核心概念
Mimosa, a human-AI collaborative tool, enables amateur video creators to computationally generate and customize immersive spatial audio effects for videos with only monaural or stereo audio.
要約
The paper introduces Mimosa, a human-AI collaborative tool that helps amateur video creators generate and manipulate spatial audio effects for videos with conventional monaural or stereo audio.
Mimosa employs a multi-step audiovisual pipeline to produce useful intermediate results, such as the type and position of independent soundtracks of different sounding objects, and their estimated 3D positions over time. These results are presented through an interactive direct manipulation interface, allowing users to easily validate, fix errors, and further customize the spatial audio effects.

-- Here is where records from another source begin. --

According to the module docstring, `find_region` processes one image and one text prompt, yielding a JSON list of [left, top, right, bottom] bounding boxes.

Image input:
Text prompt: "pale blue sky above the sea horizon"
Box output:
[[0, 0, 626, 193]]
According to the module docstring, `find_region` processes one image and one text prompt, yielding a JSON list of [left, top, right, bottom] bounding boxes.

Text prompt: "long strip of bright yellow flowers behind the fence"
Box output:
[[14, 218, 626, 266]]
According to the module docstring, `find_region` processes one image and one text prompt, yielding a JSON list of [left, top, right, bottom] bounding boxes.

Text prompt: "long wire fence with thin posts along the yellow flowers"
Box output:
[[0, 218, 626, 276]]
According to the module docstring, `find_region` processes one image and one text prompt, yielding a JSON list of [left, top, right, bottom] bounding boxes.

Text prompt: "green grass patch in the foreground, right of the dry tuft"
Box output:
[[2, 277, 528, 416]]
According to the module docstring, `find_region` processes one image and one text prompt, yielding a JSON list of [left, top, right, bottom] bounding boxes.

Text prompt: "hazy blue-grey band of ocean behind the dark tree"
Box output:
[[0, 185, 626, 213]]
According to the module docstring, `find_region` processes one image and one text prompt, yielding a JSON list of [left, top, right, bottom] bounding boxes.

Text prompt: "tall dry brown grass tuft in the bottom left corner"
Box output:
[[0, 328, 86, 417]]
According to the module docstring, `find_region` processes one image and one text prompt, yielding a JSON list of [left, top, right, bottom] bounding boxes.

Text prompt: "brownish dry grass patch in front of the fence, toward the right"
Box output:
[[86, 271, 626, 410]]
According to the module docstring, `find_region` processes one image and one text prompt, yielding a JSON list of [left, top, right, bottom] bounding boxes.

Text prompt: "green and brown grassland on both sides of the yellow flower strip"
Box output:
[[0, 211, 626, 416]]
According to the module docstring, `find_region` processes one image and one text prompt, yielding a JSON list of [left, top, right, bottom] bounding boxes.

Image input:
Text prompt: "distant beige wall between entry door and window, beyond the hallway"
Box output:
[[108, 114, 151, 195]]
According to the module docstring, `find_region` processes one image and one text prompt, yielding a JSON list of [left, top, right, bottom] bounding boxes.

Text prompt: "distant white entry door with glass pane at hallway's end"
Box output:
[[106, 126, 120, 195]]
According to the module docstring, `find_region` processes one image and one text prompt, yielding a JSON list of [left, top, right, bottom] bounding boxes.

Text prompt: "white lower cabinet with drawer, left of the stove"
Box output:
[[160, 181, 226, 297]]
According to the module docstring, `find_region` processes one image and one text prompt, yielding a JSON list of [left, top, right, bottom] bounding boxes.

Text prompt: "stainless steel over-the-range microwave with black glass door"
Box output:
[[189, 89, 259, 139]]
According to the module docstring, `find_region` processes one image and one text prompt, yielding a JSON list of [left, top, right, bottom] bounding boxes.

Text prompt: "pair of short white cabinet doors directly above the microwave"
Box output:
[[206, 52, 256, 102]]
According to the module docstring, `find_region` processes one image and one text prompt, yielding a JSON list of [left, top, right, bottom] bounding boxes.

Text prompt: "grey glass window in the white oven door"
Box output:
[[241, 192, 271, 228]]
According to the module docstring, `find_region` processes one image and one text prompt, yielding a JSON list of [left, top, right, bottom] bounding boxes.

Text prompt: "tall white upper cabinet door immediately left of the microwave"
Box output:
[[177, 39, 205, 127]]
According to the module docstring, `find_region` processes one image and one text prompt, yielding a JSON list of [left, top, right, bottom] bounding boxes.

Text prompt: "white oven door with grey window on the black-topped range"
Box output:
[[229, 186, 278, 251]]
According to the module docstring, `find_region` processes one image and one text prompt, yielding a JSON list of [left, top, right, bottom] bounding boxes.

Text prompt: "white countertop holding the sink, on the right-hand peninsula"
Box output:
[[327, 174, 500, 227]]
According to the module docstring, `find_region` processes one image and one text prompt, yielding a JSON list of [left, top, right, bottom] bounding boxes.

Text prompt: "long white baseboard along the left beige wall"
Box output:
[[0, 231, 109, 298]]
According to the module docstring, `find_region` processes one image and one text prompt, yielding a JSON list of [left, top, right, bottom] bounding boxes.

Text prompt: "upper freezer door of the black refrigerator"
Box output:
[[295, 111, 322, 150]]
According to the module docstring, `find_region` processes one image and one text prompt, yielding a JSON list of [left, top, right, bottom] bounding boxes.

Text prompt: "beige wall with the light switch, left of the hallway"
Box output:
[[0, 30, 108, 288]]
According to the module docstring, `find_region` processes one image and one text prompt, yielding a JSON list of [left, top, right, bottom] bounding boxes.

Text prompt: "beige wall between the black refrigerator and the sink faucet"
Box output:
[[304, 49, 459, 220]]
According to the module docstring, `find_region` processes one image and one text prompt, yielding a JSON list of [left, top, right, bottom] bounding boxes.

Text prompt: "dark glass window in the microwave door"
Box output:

The key features of Mimosa include:
- 2D and 3D direct manipulation panels for users to adjust the spatial positions of sound sources
- Audio properties display and control panel for users to verify and manually specify the correspondence between soundtracks and visual objects
- Real-time spatial audio rendering that mixes the separated soundtracks based on the 3D positions of sounding objects
A subjective evaluation with 8 external evaluators shows that the spatial audio effects generated by Mimosa were more immersive than the original video sound while maintaining a high degree of realism. A user study with 15 participants further demonstrates Mimosa's usability, usefulness, and capability in supporting users to create customized spatial audio effects.
統計
"Spatial audio offers more immersive video consumption experiences to viewers."
"Creating and editing spatial audio often expensive and requires specialized hardware equipment and skills, posing a high barrier for amateur video creators."
引用
"Mimosa, a human-AI collaborative tool, enables amateur video creators to computationally generate and customize immersive spatial audio effects for videos with only monaural or stereo audio."
"The design of Mimosa exemplifies a human-AI collaboration approach that, instead of utilizing state-of-art end-to-end "black-box" ML models, uses a multistep pipeline that aligns its interpretable intermediate results with the user's workflow."